Berlioz Symphonie Fantastique, Usher Hall, Review

Rating (out of 5)
4
Show details
Company
Scottish Chamber Orchestra
Production
Robin Ticciati (conductor)
Performers
Members of the Scottish Chamber Orchestra and the Scottish Chamber Orchestra choir
Running time
120mins

Last night's opening concert at the Usher Hall of the Scottish Chamber Orchestra's new season consisted of the overture to Schumann's opera Genoveva (written in a period of only three days) and two Berlioz compositions - Tristia and Symphonie Fantastique. Fans of Berlioz can access his manuscripts at the National Library of Scotland which houses the most prestigious collection in the world of Hector Berlioz work, amassed by the music bibliographer Cecil Hopkinson who presented it to the library in 1952.

Schumann's Genoveva, the first work to be performed, was in fact the only opera he completed, although he had aspirations of developing a reputation as an opera composer. The plot of the opera is based on the story of Genevieve of Brabant, a medieval legend set in the eighth century. 

Conducted by Robin Ticciati, the principal conductor of the SCO, the orchestra was initially hesitant, but soon started to gather momentum. The strings and the horns began to feel comfortable in the environment - particularly the horns which had a Wagneresk quality which was interesting because Wagner was composing Lohengrin during the same period as Schumann was writing Genoveva.  

The next piece on the programme was Berlioz Tristia. Berlioz writes the most heartrending choral music and the Scottish Chamber Orchestra choir evoked superbly the subtle, exquisite harmonies in Tristia ('sad things'). As the title suggests, the composition, in three movements, is steeped in melancholia, and Ticciati's expertise in working with singers and eliciting tender emotions from the strings produced a memorable performance of this work.   

The pièce de résistance of the programme was Berlioz masterpiece Symphonie Fantastique: Épisode de la vie d'un Artiste...en cinq parties (an episode in the life of an artist … in 5 parts). Written in 1830 each movement is designed to evoke the tormented agony of unrequited love. 

Like many creative artists in the Romantic era such as Colleridge and de Quincey, Berlioz took opium - a drug that induced a hallucinegenic state of mind and Leonard Bernstein described the Symphony "as the first musical expedition into psychedilia because of its hallucinatory and dream-like nature." A hallmark of Berlioz work is a preponderance of timpani, percussion and brass and his compositions are pervaded with ominous overtones.

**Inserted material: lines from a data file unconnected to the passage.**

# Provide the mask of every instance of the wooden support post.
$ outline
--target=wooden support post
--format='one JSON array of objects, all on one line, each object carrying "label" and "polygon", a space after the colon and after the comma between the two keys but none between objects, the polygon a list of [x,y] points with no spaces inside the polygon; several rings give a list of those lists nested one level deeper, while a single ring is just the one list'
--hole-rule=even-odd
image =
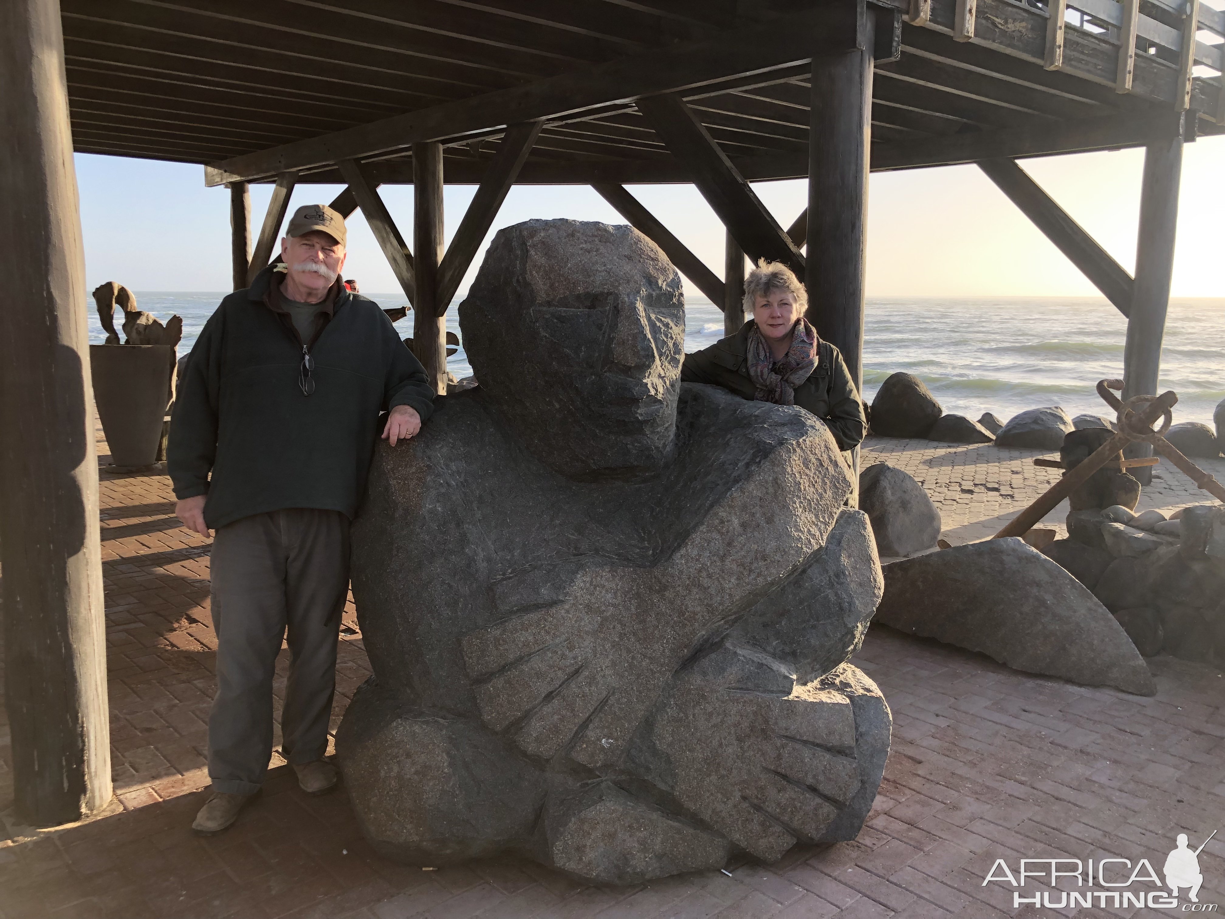
[{"label": "wooden support post", "polygon": [[263,227],[260,228],[260,241],[255,244],[251,267],[246,272],[247,287],[272,259],[281,234],[281,224],[285,222],[285,211],[289,210],[289,196],[294,192],[296,184],[298,173],[282,173],[277,176],[277,184],[272,189],[272,200],[268,201],[268,212],[263,216]]},{"label": "wooden support post", "polygon": [[413,352],[430,385],[447,392],[447,305],[439,301],[442,262],[442,145],[413,145],[413,249],[417,299],[413,301]]},{"label": "wooden support post", "polygon": [[804,244],[809,241],[809,208],[800,211],[800,216],[786,228],[786,235],[796,249],[804,249]]},{"label": "wooden support post", "polygon": [[907,22],[911,26],[926,26],[931,21],[931,0],[910,0]]},{"label": "wooden support post", "polygon": [[1186,112],[1191,108],[1197,32],[1199,32],[1199,0],[1187,0],[1186,16],[1182,20],[1182,48],[1178,49],[1178,83],[1174,94],[1175,112]]},{"label": "wooden support post", "polygon": [[723,335],[735,335],[745,325],[745,250],[726,233],[723,249]]},{"label": "wooden support post", "polygon": [[251,189],[245,181],[232,181],[230,190],[230,261],[234,266],[234,289],[246,287],[251,270]]},{"label": "wooden support post", "polygon": [[728,154],[679,96],[650,96],[638,110],[693,178],[702,197],[752,260],[783,262],[804,278],[804,254],[740,175]]},{"label": "wooden support post", "polygon": [[[1174,274],[1174,241],[1178,223],[1178,183],[1182,178],[1182,132],[1144,149],[1144,178],[1140,186],[1140,221],[1136,240],[1136,286],[1127,317],[1127,346],[1123,349],[1123,401],[1156,393],[1161,369],[1161,339],[1170,305]],[[1133,444],[1129,458],[1153,456],[1148,444]],[[1152,469],[1138,469],[1136,478],[1147,485]]]},{"label": "wooden support post", "polygon": [[1047,70],[1062,70],[1068,2],[1067,0],[1050,0],[1046,11],[1050,18],[1046,21],[1046,59],[1042,66]]},{"label": "wooden support post", "polygon": [[110,800],[98,458],[88,290],[58,0],[0,28],[0,566],[17,819],[81,820]]},{"label": "wooden support post", "polygon": [[387,206],[379,197],[374,184],[366,180],[365,173],[355,161],[342,159],[336,165],[341,170],[341,175],[344,176],[344,180],[349,183],[348,191],[353,192],[353,200],[358,202],[361,213],[366,218],[366,223],[370,225],[370,232],[379,240],[379,248],[382,249],[383,257],[391,265],[391,271],[396,276],[396,281],[399,282],[404,297],[415,306],[417,290],[413,254],[404,245],[404,238],[399,234],[399,229],[397,229],[396,222],[391,218]]},{"label": "wooden support post", "polygon": [[1125,316],[1132,309],[1132,276],[1047,195],[1014,159],[982,159],[987,174],[1055,246]]},{"label": "wooden support post", "polygon": [[489,172],[477,189],[472,203],[468,205],[459,222],[459,229],[451,239],[447,254],[442,256],[442,265],[439,266],[441,312],[447,311],[456,290],[459,289],[459,282],[463,281],[489,228],[494,225],[494,218],[497,217],[497,211],[514,184],[519,169],[523,168],[528,153],[532,152],[535,138],[540,136],[541,127],[544,121],[524,121],[506,129],[497,156],[489,164]]},{"label": "wooden support post", "polygon": [[1115,92],[1129,93],[1136,74],[1136,32],[1140,22],[1140,0],[1123,0],[1123,25],[1118,29],[1118,70]]},{"label": "wooden support post", "polygon": [[809,142],[809,321],[862,388],[864,249],[871,141],[873,17],[862,5],[843,51],[812,58]]},{"label": "wooden support post", "polygon": [[[688,246],[676,239],[671,230],[655,219],[655,216],[643,207],[638,199],[626,191],[624,185],[597,183],[592,187],[599,192],[600,197],[612,205],[617,213],[630,222],[631,227],[663,249],[664,255],[676,266],[676,270],[692,281],[710,303],[724,309],[723,282],[706,267],[706,262],[690,251]],[[744,255],[741,255],[742,257]]]}]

This was the first performance of the work by the SCO - a challenge for a chamber orchestra to be performancing a symphonic work, and certainly in the first three movements one missed the richness of the volume of sound created by a symphonic orchestra. However, all was redeemed in the last two movements. 

Ticciati works extremely well with the musicians in the chamber orchestra, and with his masterly attention to detail and musical nuances he succeeded in creating sumptuous sounds and the finale was a tour de force.